Before my brain thinks of some random shit for this post, I would like to thank those of you who left such lovely comments on the previous post. I’m not even going to try and explain how much it means to me, because it isn’t an emotion I can explain. Please know, I’m incredibly grateful, and again, thank you!

So, I (surprisingly) passed my driving test on Thursday! I can legally drive now, I have my license. How exciting! I don’t feel that sense of freedom that people gain when they can drive, as I don’t have my own car yet. If I was loaded, my first pick would be a mini, they’re so cute and basically the only car I actually like. Other than that, I know nothing about automobiles.
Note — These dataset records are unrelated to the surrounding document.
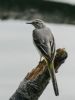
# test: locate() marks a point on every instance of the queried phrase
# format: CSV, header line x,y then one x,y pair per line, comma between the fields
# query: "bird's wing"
x,y
42,44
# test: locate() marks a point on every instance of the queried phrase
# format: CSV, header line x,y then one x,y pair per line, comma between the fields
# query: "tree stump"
x,y
36,81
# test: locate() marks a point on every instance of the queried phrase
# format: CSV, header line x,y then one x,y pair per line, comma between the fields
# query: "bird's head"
x,y
37,23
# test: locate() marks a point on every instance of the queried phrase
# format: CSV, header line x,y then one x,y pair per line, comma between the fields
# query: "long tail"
x,y
52,74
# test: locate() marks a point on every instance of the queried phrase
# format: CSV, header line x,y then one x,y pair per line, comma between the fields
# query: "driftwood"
x,y
36,81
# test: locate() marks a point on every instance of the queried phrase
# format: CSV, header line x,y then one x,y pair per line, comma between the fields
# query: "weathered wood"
x,y
36,81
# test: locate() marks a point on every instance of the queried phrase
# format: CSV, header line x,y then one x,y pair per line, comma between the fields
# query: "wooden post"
x,y
36,81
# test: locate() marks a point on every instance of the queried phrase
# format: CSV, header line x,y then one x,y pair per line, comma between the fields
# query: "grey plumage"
x,y
45,43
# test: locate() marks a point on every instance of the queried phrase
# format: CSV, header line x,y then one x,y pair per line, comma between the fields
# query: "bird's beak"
x,y
29,22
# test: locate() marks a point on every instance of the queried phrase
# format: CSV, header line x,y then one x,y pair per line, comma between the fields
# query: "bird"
x,y
44,41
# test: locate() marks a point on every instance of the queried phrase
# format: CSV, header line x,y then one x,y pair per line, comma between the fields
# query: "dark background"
x,y
29,9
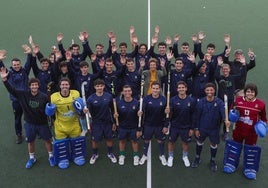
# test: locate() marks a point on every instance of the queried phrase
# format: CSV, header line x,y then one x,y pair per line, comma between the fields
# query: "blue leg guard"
x,y
252,155
231,156
78,146
83,124
61,153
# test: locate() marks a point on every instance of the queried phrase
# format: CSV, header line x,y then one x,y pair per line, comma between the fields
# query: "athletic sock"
x,y
31,155
50,154
135,153
184,153
161,147
198,150
110,149
145,148
213,152
95,151
170,154
123,152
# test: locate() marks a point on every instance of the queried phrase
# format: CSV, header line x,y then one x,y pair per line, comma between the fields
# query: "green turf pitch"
x,y
246,22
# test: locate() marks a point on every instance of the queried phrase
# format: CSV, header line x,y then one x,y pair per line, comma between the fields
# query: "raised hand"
x,y
4,73
227,39
3,54
251,54
59,37
169,55
191,57
201,35
176,38
26,48
131,30
168,41
134,39
68,55
220,60
156,30
194,38
154,40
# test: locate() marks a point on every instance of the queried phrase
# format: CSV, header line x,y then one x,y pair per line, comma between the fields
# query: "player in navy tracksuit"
x,y
154,121
226,85
76,57
181,113
100,105
33,103
143,54
207,120
18,78
84,76
127,113
130,76
44,74
179,74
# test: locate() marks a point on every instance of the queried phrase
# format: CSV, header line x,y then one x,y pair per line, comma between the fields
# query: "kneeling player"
x,y
250,111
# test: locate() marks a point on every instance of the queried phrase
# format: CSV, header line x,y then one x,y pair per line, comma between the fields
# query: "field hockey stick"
x,y
88,115
141,98
226,112
114,101
49,118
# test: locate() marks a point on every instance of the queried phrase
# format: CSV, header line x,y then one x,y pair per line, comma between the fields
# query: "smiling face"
x,y
16,65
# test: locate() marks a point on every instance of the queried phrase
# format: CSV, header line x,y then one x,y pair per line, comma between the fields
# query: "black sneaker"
x,y
19,139
196,163
213,166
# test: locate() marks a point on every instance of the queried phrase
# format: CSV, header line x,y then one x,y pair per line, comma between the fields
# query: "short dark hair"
x,y
75,45
99,82
252,87
210,85
162,44
210,45
181,83
33,80
83,63
123,44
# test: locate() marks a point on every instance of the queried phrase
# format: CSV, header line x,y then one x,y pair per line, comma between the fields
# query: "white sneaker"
x,y
186,161
93,158
163,160
112,158
121,160
170,162
136,160
143,159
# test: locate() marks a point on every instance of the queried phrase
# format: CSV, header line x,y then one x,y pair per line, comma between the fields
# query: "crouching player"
x,y
128,124
66,127
251,110
33,103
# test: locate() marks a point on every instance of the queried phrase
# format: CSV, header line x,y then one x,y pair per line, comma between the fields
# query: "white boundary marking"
x,y
149,162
What I do know, is that they need petrol, and my… oh my, petrol is fucking expensive! So, goodbye shoes, hello fuel bills. Hooray.

Well… I suppose I should share some pics now.

I wore this outfit three weeks ago. That pretty much explains how delayed and back tracked my outfit posts are. I really like these shorts, velvet and leopard print are both good things in my mind. I was a little hesitant about purchasing them though. I have this hatred of my thighs, I’ve been very self conscious of them since I was like… hmmm, twelve! So, I don’t enjoy attracting attention to them with shorts such as these. In the end, I decided to screw my self esteem, get over myself and wear them anyway. Who cares if I’m not as thin as fashion pressures me to be? There are much worse situations that my body could be experiencing. That’s not to say I love my body, oh, I most definitely don’t! I’m trying not to think about how much I hate it though, I mean, how ungrateful. I should just be glad it functions properly. In conclusion, I decided that I didn’t look that bad with the shorts on.

I attempted to leave these images looking a little more simple. Well, simple for my standards at least. Not because of outside pressure, but because my next post is going to probably be the most visually insane one yet. I’m a little excited for it. I’ve been putting it off because of work and the cold weather but these photos have a deadline, so tomorrow they will arrive.

The outfit I wore the day after the first outfit. A day that was full of, not much at all actually. Hence the ‘lazy’ outfit.

That’s all for today folks. I just ate five cookies, a nice compliment to the regular nando’s chips I had before work. I’m the epitome of health aren’t I? I actually feel horrible right now :( onlysalads4weeks. HA, we all know that’s not going to happen. You can’t keep me away from the carbs!